Disappointment in the form of slower-than-expected growth in industrial production and retail sales in China has led to declining stock exchanges in both Shanghai and Hong Kong. Shares also went down in Tokyo, where they did not resist concerns about the effects of the unfavorable development of the coronavirus epidemic.
The main index of the Shanghai Stock Exchange CSI300 closed Monday’s trading 0.1 percent weaker. It was pulled down mainly by industrial and mining stocks, which depreciated by 1.11 and 2.83 percent. The Shenzhen Stock Exchange closed 0.63 percent lower as technology stocks pushed it down.
A similarly bad mood prevailed in Hong Kong. Here, the aggregate Hang Seng index weakened by 0.8 percent, which was mainly due to the information technology sector and the sub-index monitoring the development of Chinese companies. In both cases, worse-than-expected data on Chinese industry and retail sales emerged.

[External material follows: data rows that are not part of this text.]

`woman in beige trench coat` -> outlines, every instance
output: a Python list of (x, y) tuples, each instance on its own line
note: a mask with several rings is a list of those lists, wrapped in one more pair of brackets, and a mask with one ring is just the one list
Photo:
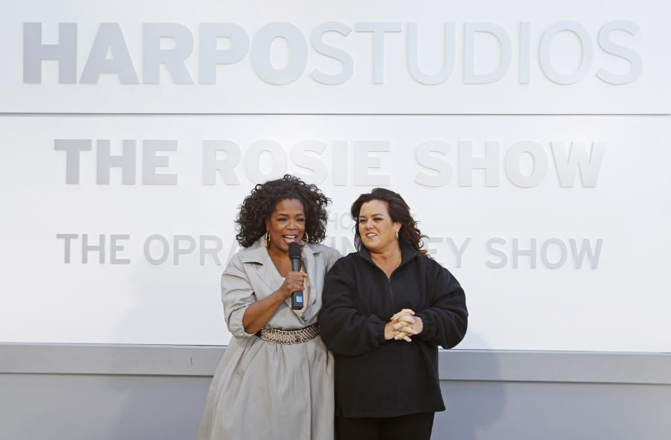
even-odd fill
[[(319, 336), (324, 278), (340, 257), (318, 243), (329, 199), (284, 176), (258, 185), (236, 220), (236, 254), (222, 275), (233, 335), (215, 372), (198, 440), (332, 440), (333, 359)], [(288, 257), (303, 245), (301, 271)], [(291, 293), (305, 306), (292, 310)]]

The Tokyo Nikkei index lost 1.62 percent to an end on Monday, the deepest one-day decline since the end of July. Japan is plagued by the dismal development of the coronavirus epidemic, which remains strong, mainly due to the slow pace of vaccination. The region was thus saved by India, where they strengthened by 0.26 percent on the Mumbai Stock Exchange. This was due to the shares of companies that mine and process industrial metals.